BGD domains in p.c.f. self-similar sets I: boundary value problems for harmonic functions

TL;DR

This paper investigates boundary value problems for harmonic functions on p.c.f. self-similar sets, introducing flux transfer matrices to describe hitting probabilities and providing energy estimates based on boundary values.

Contribution

It introduces flux transfer matrices for boundary problems on p.c.f. sets with graph-directed boundaries, linking harmonic functions to boundary measures.

Findings

Existence of finite flux transfer matrices for boundary hitting probabilities.

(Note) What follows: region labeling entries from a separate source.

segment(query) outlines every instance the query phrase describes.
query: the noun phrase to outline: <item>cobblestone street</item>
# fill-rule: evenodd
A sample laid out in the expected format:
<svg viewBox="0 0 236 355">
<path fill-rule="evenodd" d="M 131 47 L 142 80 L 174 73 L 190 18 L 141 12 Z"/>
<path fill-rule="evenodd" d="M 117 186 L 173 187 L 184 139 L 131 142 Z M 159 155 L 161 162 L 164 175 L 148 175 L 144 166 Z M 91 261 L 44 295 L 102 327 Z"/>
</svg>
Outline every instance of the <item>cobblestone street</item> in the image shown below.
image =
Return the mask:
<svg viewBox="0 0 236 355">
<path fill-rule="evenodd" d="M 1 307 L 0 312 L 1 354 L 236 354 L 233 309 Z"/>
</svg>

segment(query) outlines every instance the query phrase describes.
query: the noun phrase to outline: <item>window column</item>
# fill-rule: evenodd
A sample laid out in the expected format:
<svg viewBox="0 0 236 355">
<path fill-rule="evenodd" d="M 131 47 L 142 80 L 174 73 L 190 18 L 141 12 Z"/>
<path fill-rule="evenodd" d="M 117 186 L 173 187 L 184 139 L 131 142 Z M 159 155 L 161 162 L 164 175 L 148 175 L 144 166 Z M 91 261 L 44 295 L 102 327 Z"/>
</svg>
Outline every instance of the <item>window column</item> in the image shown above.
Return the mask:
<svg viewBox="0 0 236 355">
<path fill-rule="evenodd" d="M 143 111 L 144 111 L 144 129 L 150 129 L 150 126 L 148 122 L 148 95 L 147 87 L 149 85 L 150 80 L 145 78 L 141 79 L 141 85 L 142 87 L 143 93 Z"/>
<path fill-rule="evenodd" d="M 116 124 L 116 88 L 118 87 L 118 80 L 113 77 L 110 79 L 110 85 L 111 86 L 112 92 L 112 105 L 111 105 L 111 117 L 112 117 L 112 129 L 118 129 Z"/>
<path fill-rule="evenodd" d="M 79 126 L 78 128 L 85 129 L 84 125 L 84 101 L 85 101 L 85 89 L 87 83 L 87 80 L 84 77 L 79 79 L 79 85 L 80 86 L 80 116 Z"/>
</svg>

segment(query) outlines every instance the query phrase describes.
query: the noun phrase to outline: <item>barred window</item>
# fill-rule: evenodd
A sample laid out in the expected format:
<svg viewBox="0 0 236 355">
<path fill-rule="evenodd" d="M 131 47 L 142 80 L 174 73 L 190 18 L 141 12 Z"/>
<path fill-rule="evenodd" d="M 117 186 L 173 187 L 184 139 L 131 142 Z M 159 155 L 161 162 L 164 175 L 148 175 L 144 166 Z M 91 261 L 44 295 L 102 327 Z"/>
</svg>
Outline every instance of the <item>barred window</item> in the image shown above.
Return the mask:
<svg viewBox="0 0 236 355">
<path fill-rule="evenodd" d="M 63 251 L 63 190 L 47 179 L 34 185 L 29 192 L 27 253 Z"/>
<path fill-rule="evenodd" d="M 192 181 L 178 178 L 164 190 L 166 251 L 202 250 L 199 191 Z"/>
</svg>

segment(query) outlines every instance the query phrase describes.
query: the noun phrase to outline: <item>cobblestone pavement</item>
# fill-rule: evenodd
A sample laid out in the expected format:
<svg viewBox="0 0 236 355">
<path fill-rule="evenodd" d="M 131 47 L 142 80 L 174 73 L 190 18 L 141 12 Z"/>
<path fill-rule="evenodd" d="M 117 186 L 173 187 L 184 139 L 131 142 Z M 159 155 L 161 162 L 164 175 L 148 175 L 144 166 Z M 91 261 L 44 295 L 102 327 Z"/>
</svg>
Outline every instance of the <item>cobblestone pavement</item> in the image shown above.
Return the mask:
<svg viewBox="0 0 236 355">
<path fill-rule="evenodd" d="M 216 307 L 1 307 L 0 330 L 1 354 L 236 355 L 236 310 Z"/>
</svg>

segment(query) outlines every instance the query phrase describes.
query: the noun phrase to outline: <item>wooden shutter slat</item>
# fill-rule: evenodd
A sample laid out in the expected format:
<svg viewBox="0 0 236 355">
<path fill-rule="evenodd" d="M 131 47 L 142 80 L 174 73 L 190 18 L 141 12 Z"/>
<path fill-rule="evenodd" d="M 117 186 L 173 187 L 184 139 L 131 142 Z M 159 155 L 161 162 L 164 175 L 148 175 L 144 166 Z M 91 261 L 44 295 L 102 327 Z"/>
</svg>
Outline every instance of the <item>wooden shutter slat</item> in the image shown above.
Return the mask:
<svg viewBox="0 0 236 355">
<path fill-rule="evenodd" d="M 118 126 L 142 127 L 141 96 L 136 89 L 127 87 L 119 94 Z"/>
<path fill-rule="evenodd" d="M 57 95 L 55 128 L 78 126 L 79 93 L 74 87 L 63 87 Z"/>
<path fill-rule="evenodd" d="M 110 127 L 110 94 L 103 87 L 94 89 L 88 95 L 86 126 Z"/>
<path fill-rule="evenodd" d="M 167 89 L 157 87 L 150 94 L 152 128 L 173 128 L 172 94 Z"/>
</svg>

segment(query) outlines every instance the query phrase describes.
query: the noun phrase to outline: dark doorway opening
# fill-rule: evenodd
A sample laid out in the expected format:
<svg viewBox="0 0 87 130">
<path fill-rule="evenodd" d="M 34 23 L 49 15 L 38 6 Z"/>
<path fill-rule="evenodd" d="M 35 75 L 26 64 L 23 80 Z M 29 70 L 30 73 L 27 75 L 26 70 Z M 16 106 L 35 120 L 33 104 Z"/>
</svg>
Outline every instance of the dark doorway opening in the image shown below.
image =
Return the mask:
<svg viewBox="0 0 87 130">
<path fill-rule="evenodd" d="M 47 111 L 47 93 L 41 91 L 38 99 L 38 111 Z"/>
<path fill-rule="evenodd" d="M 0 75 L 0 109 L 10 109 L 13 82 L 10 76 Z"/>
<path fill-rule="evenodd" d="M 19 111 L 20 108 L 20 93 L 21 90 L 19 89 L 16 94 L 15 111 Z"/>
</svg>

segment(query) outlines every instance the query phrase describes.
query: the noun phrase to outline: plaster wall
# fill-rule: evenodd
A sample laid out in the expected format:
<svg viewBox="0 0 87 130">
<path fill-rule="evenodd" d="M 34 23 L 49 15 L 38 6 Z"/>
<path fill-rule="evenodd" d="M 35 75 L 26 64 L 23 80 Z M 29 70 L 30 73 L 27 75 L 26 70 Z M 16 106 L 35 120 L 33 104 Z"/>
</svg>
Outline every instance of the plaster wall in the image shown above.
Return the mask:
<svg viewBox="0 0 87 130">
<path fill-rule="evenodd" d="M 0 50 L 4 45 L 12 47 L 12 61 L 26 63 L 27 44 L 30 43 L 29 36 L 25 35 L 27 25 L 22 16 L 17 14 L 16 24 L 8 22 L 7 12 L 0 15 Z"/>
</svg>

Representation of harmonic functions via boundary integrals.

Two-sided energy estimates in terms of boundary data.

Abstract

We study the boundary value problems for harmonic functions on open connected subsets of post-critically finite (p.c.f.) self-similar sets, on which the Laplacian is defined through a strongly recurrent self-similar local regular Dirichlet form. For a p.c.f. self-similar set $K$, we prove that for any open connected subset $\Omega\subset K$ whose "geometric" boundary is a graph-directed self-similar set, there exists a finite number of matrices called $\textit{flux transfer matrices}$ whose products generate the hitting probability from a point in $\Omega$ to the "resistance" boundary $\partial \Omega$. The harmonic functions on $\Omega$ can be expressed by integrating functions on $\partial \Omega$ against the probability measures. Furthermore, we obtain a two-sided estimate of the energy of a harmonic function in terms of its values on $\partial \Omega$.